Besides the rooms filled with displays, the museum also has a small theater and a library. The oldest book I noticed was The Aeronautical Annual from 1895.
Decorative balloon models hanging in the library looked like they would be great fun for Lilliputians--or the inhabitants of Martha's Miniaturopolis--to take rides in.
The Victorian cards reminded me of the postcard collections at another of my favorite blogs, John's Island. All of the cards at the museum feature balloons, which were a big thing back in their heyday. Most of them are from the early 1900s.
Another interesting artifact was a fragment of the balloon used by Don Piccard to make the first balloon ascension after World War II in the United States. Piccard used a salvaged Fugo balloon.

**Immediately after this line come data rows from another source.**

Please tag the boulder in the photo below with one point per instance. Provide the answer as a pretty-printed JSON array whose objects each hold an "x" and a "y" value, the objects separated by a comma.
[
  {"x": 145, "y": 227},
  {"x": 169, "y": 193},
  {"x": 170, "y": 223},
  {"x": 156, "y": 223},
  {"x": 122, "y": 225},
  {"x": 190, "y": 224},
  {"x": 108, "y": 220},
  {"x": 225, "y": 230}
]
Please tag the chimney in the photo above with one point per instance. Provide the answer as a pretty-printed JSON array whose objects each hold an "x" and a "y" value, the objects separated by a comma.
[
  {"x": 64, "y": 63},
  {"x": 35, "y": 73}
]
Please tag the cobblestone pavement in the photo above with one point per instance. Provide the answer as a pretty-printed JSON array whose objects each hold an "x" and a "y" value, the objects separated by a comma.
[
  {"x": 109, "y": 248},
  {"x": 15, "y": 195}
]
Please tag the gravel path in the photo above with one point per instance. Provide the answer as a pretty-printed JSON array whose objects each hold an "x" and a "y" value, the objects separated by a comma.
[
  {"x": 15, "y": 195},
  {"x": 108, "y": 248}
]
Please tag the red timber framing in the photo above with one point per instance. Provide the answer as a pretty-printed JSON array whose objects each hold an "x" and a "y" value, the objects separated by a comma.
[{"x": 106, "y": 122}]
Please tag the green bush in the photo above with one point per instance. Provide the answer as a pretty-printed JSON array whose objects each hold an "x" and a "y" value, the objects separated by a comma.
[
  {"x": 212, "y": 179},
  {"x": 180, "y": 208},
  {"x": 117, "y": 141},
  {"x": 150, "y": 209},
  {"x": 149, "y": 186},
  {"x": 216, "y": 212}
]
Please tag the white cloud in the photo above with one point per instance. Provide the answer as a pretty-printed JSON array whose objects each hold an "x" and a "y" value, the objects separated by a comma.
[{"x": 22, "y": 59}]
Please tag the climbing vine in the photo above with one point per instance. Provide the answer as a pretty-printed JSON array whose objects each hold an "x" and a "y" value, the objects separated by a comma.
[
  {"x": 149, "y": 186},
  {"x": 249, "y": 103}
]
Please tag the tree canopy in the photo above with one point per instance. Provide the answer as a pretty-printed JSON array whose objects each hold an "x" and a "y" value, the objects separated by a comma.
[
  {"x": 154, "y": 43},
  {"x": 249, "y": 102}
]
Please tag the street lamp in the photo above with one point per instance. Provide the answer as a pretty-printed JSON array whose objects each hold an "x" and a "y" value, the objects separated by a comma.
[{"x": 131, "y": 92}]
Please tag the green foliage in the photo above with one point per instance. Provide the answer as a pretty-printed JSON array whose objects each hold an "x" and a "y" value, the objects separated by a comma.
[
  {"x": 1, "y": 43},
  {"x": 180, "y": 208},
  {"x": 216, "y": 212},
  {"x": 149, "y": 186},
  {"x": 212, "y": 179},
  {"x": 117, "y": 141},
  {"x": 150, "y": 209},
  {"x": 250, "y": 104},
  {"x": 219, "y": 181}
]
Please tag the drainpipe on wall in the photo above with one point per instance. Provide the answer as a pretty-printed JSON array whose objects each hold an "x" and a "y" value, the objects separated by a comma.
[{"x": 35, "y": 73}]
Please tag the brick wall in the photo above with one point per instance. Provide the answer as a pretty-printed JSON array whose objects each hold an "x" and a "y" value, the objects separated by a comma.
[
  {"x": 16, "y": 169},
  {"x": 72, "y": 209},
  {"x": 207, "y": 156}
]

Unmanned Fugo bombing balloons were launched by the Japanese between November 1944 and April 1945. It was hoped they would be blown onto the West Coast, start forest fires, and cause general panic. Each balloon carried four incendiary bombs and one 33-pound anti-personnel bomb. An estimated 9000 were launched, and about 500 of these reached the U.S., travelling to 16 states--as far east as Michigan and Texas.
The existence of these balloons was censored until May 1945. The government figured the balloons posed little threat to the public, and they did not want the Japanese to know any successfully made it to the U.S. On May 5, 1945 a woman and five children on a church picnic discovered a balloon in a remote area of Oregon and were killed when an attached bomb exploded. After this, the government warned the public of the balloons. The six are the only known casualties of World War II on the U.S. mainland.
Over 3000 barrage balloons were used in Britain during World War II to help protect against dive-bombing attacks.
The museum had a gift shop with t-shirts, glassware, postcards, and other souvenirs. There was also an area for kids to color, learn about balloons, and play.
The beautiful stained glass window below is a real eye-catcher. The museum has a stained glass window project, through which they hope to replace seven other windows with similarly stunning designs celebrating ballooning throughout the various regions of the United States.
Visiting the National Balloon Museum was well worth the $3 admission fee. Last year in "Expenses, Relativity, and Elephants," I wrote about spending $30 on a circus...and eating a $30 meal at a country club.
Neither experience, though 10 times as expensive, offered anywhere near the educational value or fascinating features this museum offered. I would recommend the National Balloon Museum to anyone visiting Indianola, Iowa.